Kenneth Edmund Southall

Institut Raymond-Dewar

 

Domaine : vieillissement

Programme chercheurs-boursiers - Junior 1

Concours 2014-2015

La proportion des 65 ans et plus étant en hausse, on assiste à une augmentation du nombre d'ainés affectés par des maladies chroniques liées à l'âge. Ces personnes sont confrontées à des incapacités et leur santé se détériore plus rapidement.
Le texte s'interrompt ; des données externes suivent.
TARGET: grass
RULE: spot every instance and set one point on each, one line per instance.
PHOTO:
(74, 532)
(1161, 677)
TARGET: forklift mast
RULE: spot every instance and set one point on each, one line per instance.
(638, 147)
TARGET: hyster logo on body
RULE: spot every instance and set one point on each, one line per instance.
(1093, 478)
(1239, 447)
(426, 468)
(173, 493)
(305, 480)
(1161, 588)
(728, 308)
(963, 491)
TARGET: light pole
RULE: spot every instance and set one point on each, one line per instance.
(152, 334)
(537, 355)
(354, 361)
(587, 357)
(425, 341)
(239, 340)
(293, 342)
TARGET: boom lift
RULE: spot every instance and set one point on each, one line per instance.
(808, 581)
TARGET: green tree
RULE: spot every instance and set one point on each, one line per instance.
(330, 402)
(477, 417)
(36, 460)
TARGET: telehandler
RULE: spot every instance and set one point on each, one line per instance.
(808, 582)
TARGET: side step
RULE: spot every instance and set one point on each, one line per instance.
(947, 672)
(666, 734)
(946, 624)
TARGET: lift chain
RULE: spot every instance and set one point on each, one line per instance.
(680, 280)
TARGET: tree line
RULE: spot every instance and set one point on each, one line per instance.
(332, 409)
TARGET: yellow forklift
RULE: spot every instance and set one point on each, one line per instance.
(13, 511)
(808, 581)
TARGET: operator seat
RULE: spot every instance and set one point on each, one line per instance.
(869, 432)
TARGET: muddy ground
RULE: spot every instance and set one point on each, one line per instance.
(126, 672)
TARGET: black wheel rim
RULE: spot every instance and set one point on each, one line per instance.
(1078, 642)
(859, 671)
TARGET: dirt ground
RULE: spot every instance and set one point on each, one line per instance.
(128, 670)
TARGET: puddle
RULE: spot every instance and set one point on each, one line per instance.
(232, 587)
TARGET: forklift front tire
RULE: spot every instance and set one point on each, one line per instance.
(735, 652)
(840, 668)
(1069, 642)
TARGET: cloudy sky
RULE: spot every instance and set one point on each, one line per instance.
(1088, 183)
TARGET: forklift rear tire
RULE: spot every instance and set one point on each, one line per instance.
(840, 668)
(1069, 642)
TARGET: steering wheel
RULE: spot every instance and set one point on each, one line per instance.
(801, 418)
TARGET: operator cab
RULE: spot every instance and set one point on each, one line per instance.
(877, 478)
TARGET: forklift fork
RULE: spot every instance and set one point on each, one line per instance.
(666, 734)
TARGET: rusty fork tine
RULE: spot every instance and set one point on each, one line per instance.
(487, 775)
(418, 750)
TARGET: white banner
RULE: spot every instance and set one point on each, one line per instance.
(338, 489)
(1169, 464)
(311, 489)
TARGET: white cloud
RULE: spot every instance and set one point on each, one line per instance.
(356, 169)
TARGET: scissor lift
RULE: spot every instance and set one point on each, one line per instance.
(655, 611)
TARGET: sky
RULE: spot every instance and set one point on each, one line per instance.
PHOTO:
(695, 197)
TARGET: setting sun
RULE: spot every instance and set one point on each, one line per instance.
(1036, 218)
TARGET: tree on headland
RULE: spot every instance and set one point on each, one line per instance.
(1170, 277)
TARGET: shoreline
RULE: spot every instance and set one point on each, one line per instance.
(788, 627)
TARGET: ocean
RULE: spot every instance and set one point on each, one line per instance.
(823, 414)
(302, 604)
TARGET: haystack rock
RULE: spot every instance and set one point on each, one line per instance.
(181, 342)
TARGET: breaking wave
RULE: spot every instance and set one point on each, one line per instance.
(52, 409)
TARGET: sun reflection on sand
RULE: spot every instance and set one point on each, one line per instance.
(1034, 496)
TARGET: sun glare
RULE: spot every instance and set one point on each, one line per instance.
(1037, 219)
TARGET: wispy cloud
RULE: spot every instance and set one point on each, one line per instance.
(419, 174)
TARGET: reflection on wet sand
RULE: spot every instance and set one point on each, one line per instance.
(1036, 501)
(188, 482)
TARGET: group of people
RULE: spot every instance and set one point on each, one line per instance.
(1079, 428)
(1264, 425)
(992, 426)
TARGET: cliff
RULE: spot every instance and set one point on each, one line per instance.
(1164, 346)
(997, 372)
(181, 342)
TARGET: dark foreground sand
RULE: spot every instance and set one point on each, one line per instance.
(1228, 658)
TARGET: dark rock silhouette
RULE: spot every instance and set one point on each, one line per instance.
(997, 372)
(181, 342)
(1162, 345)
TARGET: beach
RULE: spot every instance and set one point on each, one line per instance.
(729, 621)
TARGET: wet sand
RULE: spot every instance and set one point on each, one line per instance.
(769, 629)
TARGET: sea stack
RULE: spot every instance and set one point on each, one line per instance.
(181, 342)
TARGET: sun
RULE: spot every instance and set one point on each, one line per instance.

Pour beaucoup d'ainés, ces changements sont difficiles à gérer et à accepter. Leur autonomie menacée, ils sont susceptibles d'avoir recours à des programmes et des services de réadaptation. Bien que certains reconnaissent les avantages de ces services, d'autres ont peur d'être stigmatisés en faisant appel à de tels programmes parce qu'ils révèlent ainsi leurs incapacités et leur vulnérabilité. Les personnes sont stigmatisées lorsqu'elles possèdent - ou pensent posséder - certaines caractéristiques portant atteinte à leur identité sociale. Malgré que le processus de stigmatisation soit fréquemment évoqué dans la littérature, les modèles conceptuels courants décrivant le développement des incapacités font peu le lien avec le phénomène d'auto-stigmatisation. Et pourtant, une compréhension approfondie de ce phénomène est essentielle à la conception et à l'implantation, de programmes de réadaptation efficaces.

Les objectifs de mon programme de recherche sont : éliminer les effets des stéréotypes, contrer l'isolement, augmenter la participation sociale des ainés et accroitre leur autonomie fonctionnelle. D'une durée de trois ans, le programme consistera en une série d'études qualitatives reliées utilisant l'analyse du discours, des entrevues en profondeur, des groupes de discussion et l'approche Photovoice. Le but est de mieux comprendre la stigmatisation liée à la perte de l'audition, à la perte combinée de l'audition et de la vue (ou d'autres combinaisons de problèmes de santé) et aux problèmes d'incontinence, mettant en lumière leurs effets sur les comportements de recherche d'aide.

Les résultats permettront d'approfondir notre compréhension des stigmates liés à la santé, de mieux guider les praticiens et les responsables en soins de santé et ultimement, d'offrir un meilleur soutien aux ainés.